Though it often goes unnoticed, airport art enhances the travel experience. It is, at its best, yet another form of excellent customer service.

Many of the record-setting 59 million-plus passengers raced through George Bush Intercontinental Airport (IAH) in 2019 with sole intentions of getting to their gate as quickly as possible. Often, there is short time to spare to check luggage before boarding the aircraft.

Already into 2020, Houston Airports is asking its passengers to pause – when possible – and take in cultural offerings that often salute the City of Houston through an outstanding and ever-growing art program.

Alton DuLaney, Houston Airports curator of public art, has been busily transforming the art galleries in Terminals A and D at IAH.

DuLaney joined Houston Airports in June 2019. Previously, he served as the assistant to the curator for the University of Houston’s (UH) Public Art Collection, where he worked on the university’s 50th anniversary monograph book and taught the Public Art class at UH.

DuLaney is passionate about his work and is excited about the ongoing task of making public art more accessible – and more meaningful – to the passengers and staff at Houston Airports.

DuLaney spoke very positively about his experience and interactions at Houston Airports.

“I’m a team of one, but I’m also on everyone’s team. I rely on everyone to help me. I work with customer service staff, security, operations, marketing, external affairs, terminal managers and the TSA (Transportation Security Administration), among others. We’ve been able to make great strides because of all of them,” he said.

With regard to the collection of art pieces, DuLaney said that he works under the umbrella of the City of Houston (COH) Civic Art Program.

“We work and collaborate with the Houston Arts Alliance and the Mayor’s Office of Cultural Affairs,” he said. “Debbie McNulty oversees the entire COH civic arts program and I am one part of that.”

The Mayor’s Office of Cultural Affairs implements the city’s Arts and Cultural Plan, seeking to promote an environment in which art and culture flourish for the benefit of all residents and visitors.

Liliana Rambo, Houston Airports’ chief terminal and guest experience officer, detailed a multi-pronged process in which new pieces of art are commissioned or acquired. It entails an open call that gives all artists a fair opportunity to participate in the selection process, ultimately decided by a small group of experts.
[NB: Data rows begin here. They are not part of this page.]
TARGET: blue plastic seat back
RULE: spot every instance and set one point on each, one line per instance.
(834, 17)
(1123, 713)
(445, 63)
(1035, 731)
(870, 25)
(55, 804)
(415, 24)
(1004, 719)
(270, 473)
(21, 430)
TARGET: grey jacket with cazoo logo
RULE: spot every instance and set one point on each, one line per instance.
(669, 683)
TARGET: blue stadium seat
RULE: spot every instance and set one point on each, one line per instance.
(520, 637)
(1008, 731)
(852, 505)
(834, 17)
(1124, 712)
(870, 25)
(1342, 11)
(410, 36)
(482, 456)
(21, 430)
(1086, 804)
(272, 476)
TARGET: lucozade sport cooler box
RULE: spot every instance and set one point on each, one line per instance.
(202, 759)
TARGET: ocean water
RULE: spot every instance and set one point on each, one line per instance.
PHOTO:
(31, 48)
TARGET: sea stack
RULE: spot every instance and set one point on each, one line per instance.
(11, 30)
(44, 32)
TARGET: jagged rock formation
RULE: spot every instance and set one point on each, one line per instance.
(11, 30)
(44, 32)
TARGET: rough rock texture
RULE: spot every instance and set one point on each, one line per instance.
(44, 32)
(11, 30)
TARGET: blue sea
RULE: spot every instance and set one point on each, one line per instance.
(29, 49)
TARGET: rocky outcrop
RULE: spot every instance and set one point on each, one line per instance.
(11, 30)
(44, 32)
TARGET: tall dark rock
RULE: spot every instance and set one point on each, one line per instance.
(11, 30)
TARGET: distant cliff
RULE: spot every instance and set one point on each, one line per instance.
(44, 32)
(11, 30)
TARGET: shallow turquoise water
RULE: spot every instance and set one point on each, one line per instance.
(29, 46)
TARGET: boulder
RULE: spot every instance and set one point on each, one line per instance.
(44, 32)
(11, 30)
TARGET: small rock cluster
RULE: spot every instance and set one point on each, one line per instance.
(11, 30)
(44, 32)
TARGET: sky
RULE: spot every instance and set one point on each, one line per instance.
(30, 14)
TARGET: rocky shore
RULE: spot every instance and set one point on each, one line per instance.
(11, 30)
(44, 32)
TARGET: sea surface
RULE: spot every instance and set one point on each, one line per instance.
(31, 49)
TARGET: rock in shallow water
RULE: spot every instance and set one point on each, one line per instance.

DuLaney, an accomplished interdisciplinary artist himself, said that Houston Airports has “been blessed with nearly 300 pieces in our collection.” This eclectic collection includes painting, sculpture, photography, video projection, sound pieces, textile pieces, ceramics, jewelry and mixed media.

He added that Houston Airports doesn’t lean too heavily on one particular artist. “We’re into breadth instead of depth – we emphasize giving multiple artists the opportunity to participate and be represented in the collection.”

Rambo said that one of the initiatives within the past few months has been to create “contemplative areas” within the airports where passengers can really enjoy and appreciate the art. There are now two designated terminal galleries in Terminal A and Terminal D, with more to come.

DuLaney said he truly relishes the opportunity to expose local artists to such a vast audience, though most passengers are not necessarily art aficionados. “A million passengers a week come through Houston Airports,” he said. “In contrast, the Museum of Fine Arts in Houston, one of the biggest, if not the biggest in the city, gets a million visitors a year.”

Certainly, few travelers consider airports as “art destinations” but DuLaney feels it is important to provide a pleasant diversion for those who have time to linger. Many U.S. airports began investing more in art after the Sept. 11 terrorist attacks to soothe passengers as they faced longer wait times and more rigorous security screenings.

He was excited to report that Houston Airports has engaged in partnership with United Airlines in Terminal C to acquire 34 pieces of art, all by Houston-area artists.

“This includes some very important African-American artists like noted sculptor George Smith, a professor emeritus at Rice University,” DuLaney said. “George Smith is a true icon in the art world and we are so pleased to finally have one of his works.”

The Terminal C collection represents a $1 million investment by United, he said. “All the pieces are by Houston-based artists,” he said, “and they’re all spectacular. We recognize and appreciate United for their very worthwhile investment.”

Rambo applauded the superlative efforts of DuLaney and the many team members who are working with him.

“There is great power in art,” she said, “power to inspire, to transform, to challenge and to calm frayed nerves. That power is being harnessed at Houston Airports to provide yet another facet of excellent customer service.”